We have seen a couple instances recently of WAL recovery failing due to
the recently added code that validates a page header as soon as the page
is read in, for example Olivier Prenant's crash report here:
http://archives.postgresql.org/pgsql-hackers/2003-10/msg01505.php
This failure is actually entirely pointless, because (AFAIK) any page
that is brought in during WAL recovery is going to be overwritten in
toto from the WAL log. So it would be safe to run WAL recovery with
zero_damaged_pages enabled. Rather than expecting DBAs to think of that
under the stress of a crashed-database situation, I propose that we do
it for them:
*** src/backend/storage/buffer/bufmgr.c.orig Fri Nov 21 12:41:31 2003
--- src/backend/storage/buffer/bufmgr.c Sat Nov 29 13:35:14 2003
***************
*** 231,237 **** if (status == SM_SUCCESS && !PageHeaderIsValid((PageHeader)

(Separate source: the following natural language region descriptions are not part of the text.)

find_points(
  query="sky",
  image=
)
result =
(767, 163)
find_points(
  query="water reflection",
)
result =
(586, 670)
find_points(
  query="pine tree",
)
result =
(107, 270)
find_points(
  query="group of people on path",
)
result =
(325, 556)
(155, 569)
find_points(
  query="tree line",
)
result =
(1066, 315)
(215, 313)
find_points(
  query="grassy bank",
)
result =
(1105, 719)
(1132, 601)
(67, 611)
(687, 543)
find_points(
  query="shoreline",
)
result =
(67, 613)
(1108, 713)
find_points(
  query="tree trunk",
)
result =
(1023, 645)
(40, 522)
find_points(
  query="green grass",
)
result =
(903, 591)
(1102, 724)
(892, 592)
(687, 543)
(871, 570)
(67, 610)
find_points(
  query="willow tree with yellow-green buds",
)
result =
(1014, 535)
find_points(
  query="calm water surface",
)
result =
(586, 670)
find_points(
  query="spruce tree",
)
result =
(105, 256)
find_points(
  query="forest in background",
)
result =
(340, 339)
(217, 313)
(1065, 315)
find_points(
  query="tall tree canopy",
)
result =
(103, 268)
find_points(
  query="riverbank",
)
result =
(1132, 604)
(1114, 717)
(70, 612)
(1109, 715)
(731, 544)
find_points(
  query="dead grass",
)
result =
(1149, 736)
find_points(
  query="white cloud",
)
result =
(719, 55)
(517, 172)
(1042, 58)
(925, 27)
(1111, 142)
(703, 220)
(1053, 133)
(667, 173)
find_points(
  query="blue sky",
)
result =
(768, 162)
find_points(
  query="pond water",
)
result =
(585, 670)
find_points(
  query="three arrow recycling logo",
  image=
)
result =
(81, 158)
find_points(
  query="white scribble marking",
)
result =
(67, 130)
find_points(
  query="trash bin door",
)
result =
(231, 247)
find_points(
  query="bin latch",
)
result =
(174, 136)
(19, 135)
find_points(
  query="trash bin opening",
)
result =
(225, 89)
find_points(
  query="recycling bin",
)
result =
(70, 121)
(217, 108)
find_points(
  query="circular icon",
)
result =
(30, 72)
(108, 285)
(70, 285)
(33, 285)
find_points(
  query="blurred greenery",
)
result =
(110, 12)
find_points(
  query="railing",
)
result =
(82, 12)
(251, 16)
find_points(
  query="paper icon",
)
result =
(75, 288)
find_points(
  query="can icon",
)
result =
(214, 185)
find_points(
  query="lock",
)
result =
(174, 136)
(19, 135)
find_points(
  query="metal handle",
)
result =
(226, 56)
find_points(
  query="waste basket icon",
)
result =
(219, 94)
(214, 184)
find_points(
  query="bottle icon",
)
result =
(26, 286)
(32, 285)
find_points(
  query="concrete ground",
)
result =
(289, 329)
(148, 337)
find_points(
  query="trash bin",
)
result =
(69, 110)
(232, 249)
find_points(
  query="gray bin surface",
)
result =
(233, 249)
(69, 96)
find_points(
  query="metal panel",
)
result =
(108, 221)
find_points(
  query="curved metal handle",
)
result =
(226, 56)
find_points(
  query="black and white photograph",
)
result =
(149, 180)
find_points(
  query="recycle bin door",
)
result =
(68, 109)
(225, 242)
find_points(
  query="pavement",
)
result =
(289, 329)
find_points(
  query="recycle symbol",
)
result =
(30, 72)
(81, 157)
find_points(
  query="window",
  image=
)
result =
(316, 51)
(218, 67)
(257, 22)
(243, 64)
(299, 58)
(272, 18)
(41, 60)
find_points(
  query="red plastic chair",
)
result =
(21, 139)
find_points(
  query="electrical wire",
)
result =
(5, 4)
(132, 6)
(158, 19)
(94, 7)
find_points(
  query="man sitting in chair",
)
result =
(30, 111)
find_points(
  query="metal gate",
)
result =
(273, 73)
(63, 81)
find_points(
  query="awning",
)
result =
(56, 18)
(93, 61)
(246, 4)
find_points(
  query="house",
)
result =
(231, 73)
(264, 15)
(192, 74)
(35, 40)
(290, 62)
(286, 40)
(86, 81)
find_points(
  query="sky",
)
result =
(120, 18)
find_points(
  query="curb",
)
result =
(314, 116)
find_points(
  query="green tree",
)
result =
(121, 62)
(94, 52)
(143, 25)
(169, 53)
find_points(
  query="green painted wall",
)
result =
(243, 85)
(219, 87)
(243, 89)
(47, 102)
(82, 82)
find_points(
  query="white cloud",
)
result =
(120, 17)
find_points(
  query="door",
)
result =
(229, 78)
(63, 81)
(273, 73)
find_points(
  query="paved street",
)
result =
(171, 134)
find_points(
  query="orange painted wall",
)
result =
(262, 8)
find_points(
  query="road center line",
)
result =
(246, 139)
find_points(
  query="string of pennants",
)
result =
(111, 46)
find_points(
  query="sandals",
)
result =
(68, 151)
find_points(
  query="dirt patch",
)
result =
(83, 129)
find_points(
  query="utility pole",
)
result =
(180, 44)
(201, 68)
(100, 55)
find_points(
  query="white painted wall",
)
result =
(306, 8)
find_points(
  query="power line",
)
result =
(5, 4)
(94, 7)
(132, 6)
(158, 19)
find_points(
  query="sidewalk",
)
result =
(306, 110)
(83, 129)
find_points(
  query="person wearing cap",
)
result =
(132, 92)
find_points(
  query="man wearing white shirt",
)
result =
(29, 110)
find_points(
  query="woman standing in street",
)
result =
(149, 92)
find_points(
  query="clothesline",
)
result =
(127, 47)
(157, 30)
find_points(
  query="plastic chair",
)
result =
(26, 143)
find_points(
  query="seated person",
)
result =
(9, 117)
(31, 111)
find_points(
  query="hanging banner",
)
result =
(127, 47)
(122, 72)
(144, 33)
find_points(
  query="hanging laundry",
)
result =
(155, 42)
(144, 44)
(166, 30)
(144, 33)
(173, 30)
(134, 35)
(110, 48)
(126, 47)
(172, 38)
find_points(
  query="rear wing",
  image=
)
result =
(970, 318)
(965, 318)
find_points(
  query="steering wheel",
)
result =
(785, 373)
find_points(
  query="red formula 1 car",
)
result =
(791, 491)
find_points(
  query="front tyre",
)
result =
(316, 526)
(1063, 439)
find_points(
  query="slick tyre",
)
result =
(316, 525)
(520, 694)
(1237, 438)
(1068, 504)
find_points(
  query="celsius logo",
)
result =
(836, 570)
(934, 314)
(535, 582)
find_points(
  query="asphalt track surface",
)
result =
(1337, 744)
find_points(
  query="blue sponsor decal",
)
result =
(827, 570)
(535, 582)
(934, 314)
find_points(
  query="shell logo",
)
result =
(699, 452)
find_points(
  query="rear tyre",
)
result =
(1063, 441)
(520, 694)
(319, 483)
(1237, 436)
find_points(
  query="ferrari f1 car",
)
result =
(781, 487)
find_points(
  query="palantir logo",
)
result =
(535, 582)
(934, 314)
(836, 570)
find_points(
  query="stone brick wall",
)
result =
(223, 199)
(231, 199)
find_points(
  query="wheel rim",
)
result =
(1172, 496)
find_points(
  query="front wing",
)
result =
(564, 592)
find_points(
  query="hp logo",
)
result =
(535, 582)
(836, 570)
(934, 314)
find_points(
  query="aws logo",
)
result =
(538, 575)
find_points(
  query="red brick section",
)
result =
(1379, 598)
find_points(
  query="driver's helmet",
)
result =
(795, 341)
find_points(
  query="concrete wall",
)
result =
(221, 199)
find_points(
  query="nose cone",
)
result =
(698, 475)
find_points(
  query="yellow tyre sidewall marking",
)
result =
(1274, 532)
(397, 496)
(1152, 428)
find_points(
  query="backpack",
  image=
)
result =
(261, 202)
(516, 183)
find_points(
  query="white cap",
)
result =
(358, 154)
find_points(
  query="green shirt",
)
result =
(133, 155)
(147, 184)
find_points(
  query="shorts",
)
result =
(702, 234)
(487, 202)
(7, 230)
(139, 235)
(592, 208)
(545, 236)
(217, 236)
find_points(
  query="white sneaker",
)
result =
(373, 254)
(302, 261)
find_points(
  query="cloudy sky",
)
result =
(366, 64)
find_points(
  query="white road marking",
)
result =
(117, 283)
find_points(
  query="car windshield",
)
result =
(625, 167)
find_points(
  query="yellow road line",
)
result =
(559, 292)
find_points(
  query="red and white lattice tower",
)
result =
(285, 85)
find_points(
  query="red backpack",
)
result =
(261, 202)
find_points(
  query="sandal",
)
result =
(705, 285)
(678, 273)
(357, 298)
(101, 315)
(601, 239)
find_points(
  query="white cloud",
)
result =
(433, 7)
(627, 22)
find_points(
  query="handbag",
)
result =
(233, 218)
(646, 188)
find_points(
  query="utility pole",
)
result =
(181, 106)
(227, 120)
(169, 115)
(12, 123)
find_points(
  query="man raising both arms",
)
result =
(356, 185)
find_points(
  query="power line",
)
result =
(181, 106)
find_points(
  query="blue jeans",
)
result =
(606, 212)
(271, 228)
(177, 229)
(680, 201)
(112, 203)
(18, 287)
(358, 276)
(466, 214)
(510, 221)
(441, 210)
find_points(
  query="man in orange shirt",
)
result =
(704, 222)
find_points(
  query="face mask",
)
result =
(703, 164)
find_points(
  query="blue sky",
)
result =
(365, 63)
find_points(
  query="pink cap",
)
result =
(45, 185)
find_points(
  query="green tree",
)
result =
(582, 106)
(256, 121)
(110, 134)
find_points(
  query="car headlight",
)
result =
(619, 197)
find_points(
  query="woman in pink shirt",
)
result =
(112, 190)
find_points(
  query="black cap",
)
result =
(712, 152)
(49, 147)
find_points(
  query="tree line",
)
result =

MAKE_PTR(bufHdr->data))) {
! if (zero_damaged_pages) { ereport(WARNING,
(errcode(ERRCODE_DATA_CORRUPTED),
--- 231,237 ---- if (status == SM_SUCCESS && !PageHeaderIsValid((PageHeader)
MAKE_PTR(bufHdr->data))) {
! if (zero_damaged_pages || InRecovery) { ereport(WARNING,
(errcode(ERRCODE_DATA_CORRUPTED),
Comments?
regards, tom lane